Bien que doté d’un caractère fort rageur, d’une très belle sonorité mécanique et développant des performances largement supérieures aux autres moteurs de cylindrée identique, de par sa sophistication technique, le V6 Dino 2 litres se montre quelque peu fragile en conduite virile et réclame, surtout, des réglages et fréquents pour être au summum de sa forme et de ses performances. Ce qui explique sans doute, outre le fait que la plupart des clients réclament bientôt plus de puissance et de vitesse de la part du V6 Dino, qu’à la fin de l’année 1969, le coupé et le Spider reçoivent tous deux un nouveau V6, techniquement moins raffiné (avec son bloc-moteur en fonte) mais dont la cylindrée est portée à 2,4 litres ainsi que des suspensions modifiées.

Les Fiat Dino ne connaîtront, par la suite, plus d’autres évolutions ou de changements significatifs jusqu’à la fin de leur production en 1972. Si cet accord passé entre Fiat et Ferrari peut être considéré, à certains égards, comme une sorte de prélude au rachat de la marque au cheval cabré par le constructeur de Turin.

Même si, comme expliqué plus haut, chacune des deux parties trouvaient un intérêt assez important dans cet accord qui a donné naissance aux Fiat Dino, avec le recul et a posteriori, on peut pourtant dire que ni le constructeur de Maranello ni celui de Turin n’en ont récolté les fruits en quantité aussi importantes qu’ils espéraient.

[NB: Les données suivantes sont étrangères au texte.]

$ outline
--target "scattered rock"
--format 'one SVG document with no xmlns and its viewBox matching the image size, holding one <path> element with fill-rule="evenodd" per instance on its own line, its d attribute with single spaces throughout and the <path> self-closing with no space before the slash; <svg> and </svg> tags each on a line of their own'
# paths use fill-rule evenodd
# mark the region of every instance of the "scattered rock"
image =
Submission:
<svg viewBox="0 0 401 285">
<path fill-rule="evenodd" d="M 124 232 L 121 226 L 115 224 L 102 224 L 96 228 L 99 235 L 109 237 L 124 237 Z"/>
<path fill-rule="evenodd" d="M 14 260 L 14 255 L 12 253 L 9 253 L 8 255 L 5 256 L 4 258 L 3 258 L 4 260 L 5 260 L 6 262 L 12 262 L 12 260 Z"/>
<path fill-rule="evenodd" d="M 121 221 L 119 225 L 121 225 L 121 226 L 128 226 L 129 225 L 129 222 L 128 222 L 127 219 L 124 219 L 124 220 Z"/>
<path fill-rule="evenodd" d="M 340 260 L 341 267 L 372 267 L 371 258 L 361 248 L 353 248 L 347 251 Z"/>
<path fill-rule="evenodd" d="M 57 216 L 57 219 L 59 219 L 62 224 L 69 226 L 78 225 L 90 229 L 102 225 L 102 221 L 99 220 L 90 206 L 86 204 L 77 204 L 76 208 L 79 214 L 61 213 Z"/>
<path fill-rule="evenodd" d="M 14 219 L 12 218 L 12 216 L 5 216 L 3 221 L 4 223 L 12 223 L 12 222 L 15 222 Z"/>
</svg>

Le coupé Dino eut beau avoir été largement plus vendu que le Spider, comme ce dernier, ses chiffres de vente ne furent pas aussi importants qu’escompter par les dirigeants de Fiat. Il est vrai que, (tout comme celle que l’on peut considérer, sur certains points, comme sa devancière, la 8V des années 50), la Dino fit quelque peu figure « d’OVNI » au sein du catalogue de la marque et que les concessionnaires Fiat étaient plus habitués à fourguer de braves citadines et des berlines familiales à la tonne que de dérouler le tapis rouge et à sortir le champagne et les petits fours pour la clientèle d’une voiture de luxe. Malgré l’importance non négligeable des royalties reçues de la part de Turin pour chacun des moteurs montés sur les Fiat Dino, et même si cela lui permit (car tel était son but essentiel), d’obtenir l’homologation de ses monoplaces en Formule 2, il n’en tira toutefois pas un profit aussi important qu’il espérait, les voitures engagées dans cette catégorie en compétition n’y mèneront qu’une carrière en demi-teinte à laquelle le Commendatore mettra d’ailleurs rapidement fin.